Cecilia Bartoli est bouleversante dans cet air "Ah, mio cor, schernito sei !". Dans la salle, on entendrait les mouches voler. C'est déjà trop tard pour Alcina : "Tu peux m'abandonner seule en pleurs ?", demande-t-elle à Dieu. Mais, en vrai, elle ne pleure pas. 

La bascule a lieu avec le très délicat "Verdi prati" que livre Philippe Jaroussky, beau Ruggiero désormais en costard cravate en signe de guérison définitive. L'homme recouvre l'amour, le vrai – car c'est bien de ça qu'on parle – à mesure que son identité se précise : dans "Mi lusinga il dolce affetto", Ruggiero se laisse séduire par "un doux sentiment" à la vue de sa bien-aimée Bradamante, la très convaincante mezzo Varduhi Abrahamyan. C'est à elle qu'il doit son salut, et Christof Loy a imaginé avec intelligence et pudeur son entreprise de reconquête de Ruggiero, même lorsqu'elle se met à nu littéralement.
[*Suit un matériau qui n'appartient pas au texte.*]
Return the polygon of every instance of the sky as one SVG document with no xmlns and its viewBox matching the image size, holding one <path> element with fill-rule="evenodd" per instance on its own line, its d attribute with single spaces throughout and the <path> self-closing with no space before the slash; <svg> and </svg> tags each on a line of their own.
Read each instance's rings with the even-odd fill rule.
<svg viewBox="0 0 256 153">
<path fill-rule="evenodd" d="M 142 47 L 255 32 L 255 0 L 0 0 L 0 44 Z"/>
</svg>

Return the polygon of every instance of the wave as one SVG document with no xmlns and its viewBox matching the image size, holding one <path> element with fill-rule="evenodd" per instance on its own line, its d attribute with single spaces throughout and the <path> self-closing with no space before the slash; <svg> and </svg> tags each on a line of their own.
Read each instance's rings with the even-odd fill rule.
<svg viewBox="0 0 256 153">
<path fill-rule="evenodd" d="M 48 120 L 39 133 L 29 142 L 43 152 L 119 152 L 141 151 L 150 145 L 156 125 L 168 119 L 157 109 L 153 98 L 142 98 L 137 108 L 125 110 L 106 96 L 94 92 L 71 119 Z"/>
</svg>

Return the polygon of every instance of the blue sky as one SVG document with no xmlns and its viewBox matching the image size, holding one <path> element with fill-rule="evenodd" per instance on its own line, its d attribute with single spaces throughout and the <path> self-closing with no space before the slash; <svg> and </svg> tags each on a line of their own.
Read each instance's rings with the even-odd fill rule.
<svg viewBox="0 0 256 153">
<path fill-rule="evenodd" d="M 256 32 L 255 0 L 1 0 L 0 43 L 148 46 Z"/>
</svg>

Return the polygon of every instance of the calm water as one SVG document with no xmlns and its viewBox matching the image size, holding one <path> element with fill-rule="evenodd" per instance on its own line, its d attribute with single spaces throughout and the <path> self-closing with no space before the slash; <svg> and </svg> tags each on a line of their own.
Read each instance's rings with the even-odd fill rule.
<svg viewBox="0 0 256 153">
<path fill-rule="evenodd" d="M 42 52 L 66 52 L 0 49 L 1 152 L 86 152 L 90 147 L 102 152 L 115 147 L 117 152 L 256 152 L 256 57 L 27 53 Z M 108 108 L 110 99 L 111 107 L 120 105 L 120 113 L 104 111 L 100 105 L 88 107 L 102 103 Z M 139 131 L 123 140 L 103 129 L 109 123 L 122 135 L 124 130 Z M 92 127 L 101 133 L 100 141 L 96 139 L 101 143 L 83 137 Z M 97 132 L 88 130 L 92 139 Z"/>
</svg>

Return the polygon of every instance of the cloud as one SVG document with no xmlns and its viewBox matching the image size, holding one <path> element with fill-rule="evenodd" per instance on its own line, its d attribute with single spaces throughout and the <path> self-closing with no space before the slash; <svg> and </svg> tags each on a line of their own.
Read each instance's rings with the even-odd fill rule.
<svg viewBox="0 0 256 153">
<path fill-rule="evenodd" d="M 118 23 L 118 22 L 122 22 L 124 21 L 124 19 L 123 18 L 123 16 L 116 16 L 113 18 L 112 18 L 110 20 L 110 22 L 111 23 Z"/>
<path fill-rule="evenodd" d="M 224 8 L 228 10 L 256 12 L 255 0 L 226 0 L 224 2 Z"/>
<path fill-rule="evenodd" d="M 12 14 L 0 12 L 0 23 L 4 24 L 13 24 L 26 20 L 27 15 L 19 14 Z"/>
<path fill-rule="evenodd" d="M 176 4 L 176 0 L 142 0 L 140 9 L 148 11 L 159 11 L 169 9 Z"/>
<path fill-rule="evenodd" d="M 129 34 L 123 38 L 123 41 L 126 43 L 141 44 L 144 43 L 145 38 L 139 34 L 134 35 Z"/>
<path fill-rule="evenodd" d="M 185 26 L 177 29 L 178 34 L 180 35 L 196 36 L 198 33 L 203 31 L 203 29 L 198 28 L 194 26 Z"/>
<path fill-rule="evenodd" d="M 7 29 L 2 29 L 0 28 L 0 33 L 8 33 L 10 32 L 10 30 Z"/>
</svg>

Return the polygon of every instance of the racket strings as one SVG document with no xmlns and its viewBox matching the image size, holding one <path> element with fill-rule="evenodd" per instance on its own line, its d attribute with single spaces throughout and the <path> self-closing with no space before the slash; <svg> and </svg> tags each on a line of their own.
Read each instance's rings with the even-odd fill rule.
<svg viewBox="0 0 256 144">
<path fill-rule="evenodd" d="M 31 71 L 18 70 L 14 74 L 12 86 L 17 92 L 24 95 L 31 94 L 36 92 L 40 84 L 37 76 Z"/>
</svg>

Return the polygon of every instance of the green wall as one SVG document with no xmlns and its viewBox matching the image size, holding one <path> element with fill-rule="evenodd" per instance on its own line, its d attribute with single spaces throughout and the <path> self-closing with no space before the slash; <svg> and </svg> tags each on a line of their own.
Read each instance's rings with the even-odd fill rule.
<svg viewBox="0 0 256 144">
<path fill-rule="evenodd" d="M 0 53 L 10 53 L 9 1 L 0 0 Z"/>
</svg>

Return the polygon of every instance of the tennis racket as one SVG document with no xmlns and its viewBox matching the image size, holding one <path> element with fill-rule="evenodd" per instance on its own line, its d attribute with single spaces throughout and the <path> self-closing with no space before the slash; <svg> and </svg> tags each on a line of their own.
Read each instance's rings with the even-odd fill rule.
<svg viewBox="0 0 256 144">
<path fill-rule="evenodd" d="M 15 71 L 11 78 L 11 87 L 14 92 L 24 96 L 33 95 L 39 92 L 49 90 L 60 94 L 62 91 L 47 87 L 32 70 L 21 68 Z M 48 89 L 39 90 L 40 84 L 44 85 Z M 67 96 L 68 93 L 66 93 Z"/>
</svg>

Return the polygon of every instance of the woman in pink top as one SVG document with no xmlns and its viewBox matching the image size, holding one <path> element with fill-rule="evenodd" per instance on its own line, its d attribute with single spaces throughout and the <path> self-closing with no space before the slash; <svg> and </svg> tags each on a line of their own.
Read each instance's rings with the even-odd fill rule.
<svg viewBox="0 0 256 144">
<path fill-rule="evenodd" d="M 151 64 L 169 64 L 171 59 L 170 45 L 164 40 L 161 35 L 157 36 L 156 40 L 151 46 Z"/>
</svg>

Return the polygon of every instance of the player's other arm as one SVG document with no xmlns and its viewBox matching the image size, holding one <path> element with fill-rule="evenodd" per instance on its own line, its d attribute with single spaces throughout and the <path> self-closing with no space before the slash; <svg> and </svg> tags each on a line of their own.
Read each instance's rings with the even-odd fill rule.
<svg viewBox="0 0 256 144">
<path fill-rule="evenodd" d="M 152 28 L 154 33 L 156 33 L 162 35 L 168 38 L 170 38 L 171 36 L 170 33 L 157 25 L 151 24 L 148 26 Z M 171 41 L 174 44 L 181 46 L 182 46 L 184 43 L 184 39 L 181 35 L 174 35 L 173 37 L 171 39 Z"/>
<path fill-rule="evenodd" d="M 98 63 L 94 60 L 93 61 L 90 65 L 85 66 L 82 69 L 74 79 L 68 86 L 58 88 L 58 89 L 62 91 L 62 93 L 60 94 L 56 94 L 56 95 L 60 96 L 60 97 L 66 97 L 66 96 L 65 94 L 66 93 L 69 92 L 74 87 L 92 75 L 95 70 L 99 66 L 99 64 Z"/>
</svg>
Julie Fuchs excellente comédienne

A noter enfin, dans les jeux de l'amour, celui de Morgana, délicieuse Julie Fuchs, étincelante dans ses jeux de séduction et de provocation à l'égard de Ricciardo qui n'est autre que Bradamante déguisée.
Julie Fuchs (Morgana) et Varduhi Abrahamyan (Bradamante/Ricciardo).
 (Vincent Pontet)
Dans le dernier air du 1er acte, "Tornami a vegheggiar", Morgana prie l'amant de revenir l'envoûter. De la fosse, Emöke Barath parvient parfaitement à donner chair au jeu de Julie Fuchs et cette dernière prouve encore une fois qu'elle est une excellente comédienne. Elle danse, elle flirte, elle rit. Mais lorsque Morgane découvrira, dans l'acte III, que cet amour-là (avec Ricciardo) est impossible, elle s'illustrera par un chant d'une grande finesse pour reconquérir son précédent amant, Oronte (Christoph Strehl).

Le triomphe du théâtre

Trois actes, trois décors, trois univers distincts voient le triomphe du théâtre dans cet "Alcina". D'abord grâce à une direction d'acteurs de tous les instants. Aucun présence sur le plateau, aucune action, même immobile, ne sont innocentes et tous les chanteurs parviennent à faire vivre leur rôle y compris en dehors du chant.
Le théâtre baroque.
 (Vincent Pontet)
Christof Loy offre ensuite des tableaux pertinents et très beaux. Théâtre baroque, vertical, des grandes heures d'Alcina où la danse d'apparat et les dorures restent en haut quand la vie, elle, se passe au niveau inférieur. Théâtre contemporain quand la scène circule de manière horizontale dans trois espaces communicants. L'éclat du palais baroque a laissé la place à des cloisons délabrées d'un royaume en décrépitude et qui n'ensorcelle plus. Théâtre classique enfin, dans le troisième acte, qui offre pour le finale un écrin à l'humour et à la danse. Une chorégraphie digne d'une comédie musicale qui embarque en marche et en rythme vers l'ultime dénouement.